長崎市出島町、県美術館常設展示室で開かれている「親和銀行コレクション展」で、親和銀行本店(佐世保市)など同行三店舗の建築設計を手掛けた建築家、白井晟一(一九〇五-八三年)の仕事が紹介されている。設計図や構造の特徴を示す写真などを展示。戦後日本における地方の金融業の場を、既成概念に縛られず設計した白井の思想をたどる展示となっている。七月二十六日まで。

 白井は幼少時、京都の黄檗寺院で書を学び、哲学や宗教にも精通した「哲学の徒」とも称される建築家。当時の同行の北村徳太郎会長からの依頼で東京支店、大波止支店に続き、本店の建築設計に携わった。

 本店は本館第一期、第二期工事と別館、懐霄館(かいしょうかん)の増築の計十年間を費やした。銀行としては珍しく「闇の中にかすかな光が感じられる構造」となっている。
その構造は、白井が一九六五年に発表した「原爆堂計画」を受け継いでいる。同計画は広島の悲劇を描いた画家の丸木位里、俊夫妻の「原爆の図」に触発されて発表。実際の建築を前提にすることなく、設計図として小冊子にまとめた。本店には、らせん階段に従って下端から上階へと上昇していく構造や、外観の特徴となる円筒部分など、同計画の踏襲の跡がある。

 さらに白井は、店舗内の建築資材や加工方法について細部に至るまで吟味。諫早石をタイルのように張り付けた外壁面など、素朴な味わいを醸す工夫も施されている。展示コーナーには、ほかに白井が自ら選び、現在も使用されているいすも展示されている。

 来春以降、白井の展覧会を企画している群馬県立近代美術館学芸員、谷内克聡さんは「白井は戦前からカリスマ的な感じがあり、若者からの評価、共感があった。長崎の作品も含め、総合的な展覧会にしたい」と話していた。

 ◆写真家・小林勝さんとも交流

 長崎市在住の写真家で元親和銀行行員、小林勝さん(82)は親和銀行三十周年誌(一九七二年発行)などで、白井晟一が設計した建築物の撮影に当たった一人だ。

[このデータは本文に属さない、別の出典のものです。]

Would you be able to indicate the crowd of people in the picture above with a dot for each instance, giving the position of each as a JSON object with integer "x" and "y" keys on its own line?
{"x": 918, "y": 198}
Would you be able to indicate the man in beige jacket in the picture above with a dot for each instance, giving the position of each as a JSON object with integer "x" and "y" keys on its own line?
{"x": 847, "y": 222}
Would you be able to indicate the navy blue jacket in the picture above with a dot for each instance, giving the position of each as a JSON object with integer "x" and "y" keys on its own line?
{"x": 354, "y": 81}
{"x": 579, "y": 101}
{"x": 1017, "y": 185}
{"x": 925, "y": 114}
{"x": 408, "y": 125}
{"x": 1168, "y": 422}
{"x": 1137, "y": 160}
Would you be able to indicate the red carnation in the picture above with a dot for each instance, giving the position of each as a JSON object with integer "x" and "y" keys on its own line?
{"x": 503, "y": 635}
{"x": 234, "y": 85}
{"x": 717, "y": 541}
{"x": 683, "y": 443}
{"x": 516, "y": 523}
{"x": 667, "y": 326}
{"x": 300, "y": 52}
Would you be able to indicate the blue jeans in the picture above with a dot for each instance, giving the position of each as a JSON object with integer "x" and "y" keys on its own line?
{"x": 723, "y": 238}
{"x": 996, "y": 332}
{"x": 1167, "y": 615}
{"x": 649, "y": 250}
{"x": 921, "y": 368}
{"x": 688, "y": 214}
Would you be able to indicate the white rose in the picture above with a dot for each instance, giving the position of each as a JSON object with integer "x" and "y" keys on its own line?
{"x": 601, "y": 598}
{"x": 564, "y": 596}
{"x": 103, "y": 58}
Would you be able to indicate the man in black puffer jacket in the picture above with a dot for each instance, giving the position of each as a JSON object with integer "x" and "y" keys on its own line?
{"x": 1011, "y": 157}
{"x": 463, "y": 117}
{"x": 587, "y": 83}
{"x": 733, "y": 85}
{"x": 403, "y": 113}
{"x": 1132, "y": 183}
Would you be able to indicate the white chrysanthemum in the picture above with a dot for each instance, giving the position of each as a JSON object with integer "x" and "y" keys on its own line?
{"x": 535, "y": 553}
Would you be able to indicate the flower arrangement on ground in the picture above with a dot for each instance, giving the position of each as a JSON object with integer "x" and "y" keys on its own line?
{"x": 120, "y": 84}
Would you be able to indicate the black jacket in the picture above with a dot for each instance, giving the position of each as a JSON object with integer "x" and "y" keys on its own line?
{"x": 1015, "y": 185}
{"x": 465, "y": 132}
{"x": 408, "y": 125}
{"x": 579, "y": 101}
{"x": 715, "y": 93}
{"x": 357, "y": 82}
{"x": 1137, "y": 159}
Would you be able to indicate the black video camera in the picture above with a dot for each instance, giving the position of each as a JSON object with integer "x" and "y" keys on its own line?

 三十周年誌には同行本店の写真などが掲載。小林さんは白井建築について「本店や大波止支店は、銀行業務を遂行する機能性には欠けると言われることもある。白井さんは『金銭は不浄なもの』と私に話した。真意は分からないが、親和銀行の建築に挑むに当たっては、原爆堂計画では実現できなかった、哲学的な思想を具現化しようとしたのではないか。銀行でありながら、祈りの場でもあると思う」と語る。

 小林さんは六三年、大波止支店落成式の時に初めて白井と対面した。式に招待された父、故明さんの横に立つ白井の写真も撮影し、そのネガはずっと大切にしている。